My Coast Guard
Commentary | April 6, 2022

New change in safety manual updates mishap thresholds, categories 

By Cmdr. Mike Feltovic, COMDT (CG-1131) Safety Program Management Division 

With the recent change to the Safety and Environmental Manual, the Coast Guard has implemented new monetary limits for the types of damages within the standard mishap classification categories. We update these thresholds every several years to align with the Department of Defense (DoD) and to incorporate the effects of inflation on our asset and repair costs. Injury thresholds remain unchanged. 

Aside from the increase in damage thresholds, you will probably notice there are two new categories. The first new category is the Class E Mishap—this used to be for the aviation community only, but now it will be defined as any Coast Guard property damage from $5,000 up to $25 thousand for all communities.   

The second new category is the Operational Hazard (OPHAZ) category for all communities. Operational hazards are those events or “close calls” which resulted in less than $5,000 damage or occurred without damage but had the potential to cause any damage or injury. We used to classify these hazards as Class D mishaps under “Other Reportable Events” but now they have their own OPHAZ category.  Examples include fires, collisions, small boat grounding, deficiencies in policy/procedure, etc.  Operational hazards must be reported to prevent recurrence of similar events that could result in loss of property or life. Reporting these operational hazards, and disseminating them to the fleet, is important because they almost always provide valuable lessons to other similar units and helps the Coast Guard prevent future mishaps. Reporting, and therefore prevention, is the key! 

Why Report OPHAZ? 

Attention to hazards goes back nearly 100 years, when Herbert W. Heinrich studied 75,000 industrial accidents as part of his insurance company and published his work in Industrial Accident: A Scientific Approach. Heinrich’s theory about accidents is often depicted in a triangle or pyramid, and the essence is that for every major accident involving death, there are hundreds of related “near misses” or hazards that precede that incident at the base of the pyramid.  

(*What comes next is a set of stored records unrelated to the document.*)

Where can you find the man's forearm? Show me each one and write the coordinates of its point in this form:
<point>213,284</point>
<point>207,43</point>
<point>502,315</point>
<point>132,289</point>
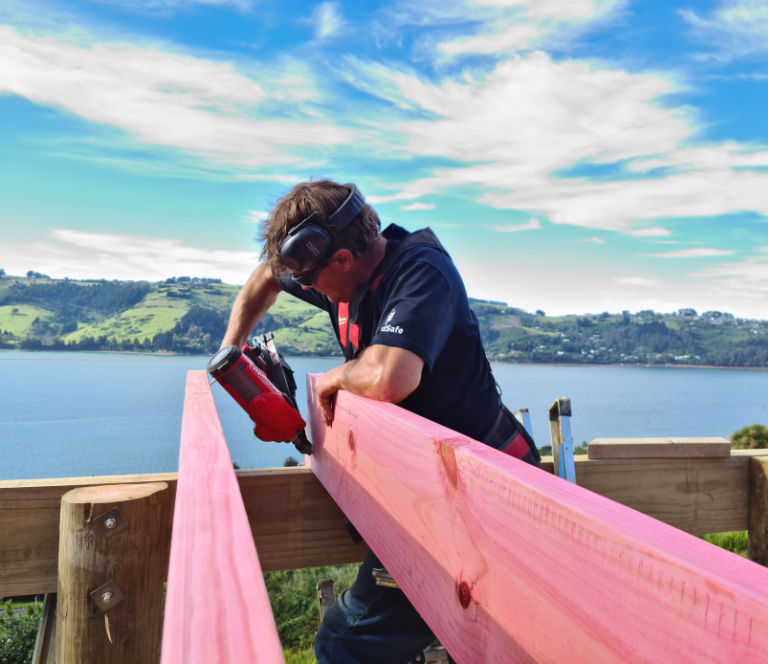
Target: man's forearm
<point>367,378</point>
<point>383,373</point>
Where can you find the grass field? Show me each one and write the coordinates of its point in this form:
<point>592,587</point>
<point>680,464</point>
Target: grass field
<point>19,323</point>
<point>138,322</point>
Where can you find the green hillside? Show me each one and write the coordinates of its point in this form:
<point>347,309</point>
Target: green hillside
<point>190,316</point>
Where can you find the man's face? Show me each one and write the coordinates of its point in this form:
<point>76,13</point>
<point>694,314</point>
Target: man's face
<point>335,279</point>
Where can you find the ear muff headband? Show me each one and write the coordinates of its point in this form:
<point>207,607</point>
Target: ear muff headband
<point>309,243</point>
<point>349,209</point>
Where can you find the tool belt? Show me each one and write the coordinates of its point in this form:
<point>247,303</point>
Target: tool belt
<point>510,437</point>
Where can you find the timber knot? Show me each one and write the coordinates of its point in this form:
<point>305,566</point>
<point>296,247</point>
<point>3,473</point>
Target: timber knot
<point>465,594</point>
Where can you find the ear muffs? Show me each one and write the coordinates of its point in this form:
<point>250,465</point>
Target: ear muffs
<point>308,244</point>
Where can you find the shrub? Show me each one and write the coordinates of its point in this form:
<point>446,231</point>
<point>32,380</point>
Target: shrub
<point>293,595</point>
<point>18,632</point>
<point>753,437</point>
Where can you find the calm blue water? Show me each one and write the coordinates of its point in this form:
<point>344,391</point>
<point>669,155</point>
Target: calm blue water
<point>75,414</point>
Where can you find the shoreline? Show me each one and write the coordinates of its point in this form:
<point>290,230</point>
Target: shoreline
<point>166,353</point>
<point>630,366</point>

This concept can be depicted by the iceberg picture: mishaps are those events we often “see,” but for every recorded mishap there are numerous latent conditions or hazards that have been lurking under the surface over time, waiting for the most inopportune moment to become mishaps. The mishap iceberg exemplifies the guiding principle of any world class safety organization: focus on the hazards, near misses, and latent conditions in order to identify the deficiencies or gaps in the organization before they lead to mishaps. This proactive approach to mishap prevention better protects our people and property from operational hazards before a mishap occurs.